In the above formula (4), X ¹² and X ¹⁵ each independently represent a nitrogen atom or −CR ¹² =. R ¹² represents a monovalent substituent excluding a hydrogen atom or a hydroxyl group. L ⁴ represents a single bond or a divalent linking group. R ⁴ represents a hydrogen atom or a monovalent substituent. However, the group represented by −L ⁴ −R ⁴ is neither a hydroxyl group nor an alkoxycarbonyl group.
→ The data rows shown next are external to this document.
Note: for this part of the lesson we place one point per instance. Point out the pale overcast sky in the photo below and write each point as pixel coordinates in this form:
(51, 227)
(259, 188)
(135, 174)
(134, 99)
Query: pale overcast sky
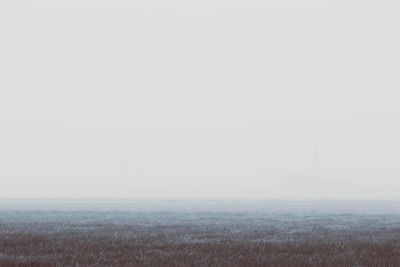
(199, 99)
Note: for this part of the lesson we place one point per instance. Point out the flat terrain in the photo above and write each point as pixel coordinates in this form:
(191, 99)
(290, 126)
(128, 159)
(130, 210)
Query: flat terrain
(200, 234)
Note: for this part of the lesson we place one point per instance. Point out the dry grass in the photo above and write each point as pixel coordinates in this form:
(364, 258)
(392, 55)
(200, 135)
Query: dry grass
(197, 239)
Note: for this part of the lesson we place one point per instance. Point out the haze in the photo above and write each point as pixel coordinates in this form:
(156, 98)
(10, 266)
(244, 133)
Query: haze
(199, 99)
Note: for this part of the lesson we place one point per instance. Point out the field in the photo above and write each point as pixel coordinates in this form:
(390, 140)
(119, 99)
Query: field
(202, 233)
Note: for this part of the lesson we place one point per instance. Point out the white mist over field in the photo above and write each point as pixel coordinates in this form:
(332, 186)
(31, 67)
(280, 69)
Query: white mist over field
(199, 99)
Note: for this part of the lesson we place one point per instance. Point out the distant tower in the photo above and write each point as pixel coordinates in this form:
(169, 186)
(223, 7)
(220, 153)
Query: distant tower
(316, 166)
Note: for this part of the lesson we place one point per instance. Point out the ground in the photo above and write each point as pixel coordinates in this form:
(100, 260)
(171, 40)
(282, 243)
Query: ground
(199, 237)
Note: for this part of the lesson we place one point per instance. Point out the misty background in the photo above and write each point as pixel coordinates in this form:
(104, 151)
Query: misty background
(199, 99)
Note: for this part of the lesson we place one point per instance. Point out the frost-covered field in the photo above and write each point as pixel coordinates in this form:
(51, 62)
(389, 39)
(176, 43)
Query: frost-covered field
(199, 233)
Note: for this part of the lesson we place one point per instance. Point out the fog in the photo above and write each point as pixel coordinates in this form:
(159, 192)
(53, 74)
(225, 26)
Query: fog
(199, 99)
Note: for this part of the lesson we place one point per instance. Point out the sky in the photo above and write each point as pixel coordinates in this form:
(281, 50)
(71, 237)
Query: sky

In the above formula (5), X ¹¹ represents a nitrogen atom or −CR ¹¹ =. R ¹¹ represents a hydrogen atom or a monovalent substituent excluding a hydroxyl group and an alkoxycarbonyl group. X ¹⁵ represents a nitrogen atom, or −CR ¹² =. R ¹² represents a monovalent substituent excluding a hydrogen atom or a hydroxyl group. L ⁵ represents a single bond or a divalent linking group. R ⁵ represents a hydrogen atom or a monovalent substituent. However, the group represented by −L ⁵ −R ⁵ is not a hydroxyl group. The antiviral composition according to any one of claims 1 to 7, wherein the content of the alcohol is 30 to 100% by volume based on the total volume of the solvent. The antiviral composition according to any one of claims 1 to 8, wherein the solvent comprises an alcohol having 2 or less carbon atoms and an alcohol having 3 or more carbon atoms. The antiviral composition according to any one of claims 1 to 9, further comprising a quaternary ammonium salt. The antiviral composition according to any one of claims 1 to 10, further comprising a surfactant. The antiviral composition according to any one of claims 1 to 11, wherein the content of the phenolic compound is 0.10% by mass or more with respect to the total mass of the composition. The antiviral composition according to any one of claims 1 to 12, wherein the pH is 10.5 to 12.0. The antiviral composition according to any one of claims 1 to 13, which is a liquid preparation. The antiviral composition according to any one of claims 1 to 13, which is a gel agent. An anti-norovirus composition comprising the anti-virus composition according to any one of claims 1 to 15. A spray comprising a spray container and the antiviral composition according to any one of 1 to 15 contained in the spray container. A wiper containing a base cloth and the antiviral composition according to any one of 1 to 15 impregnated in the base cloth.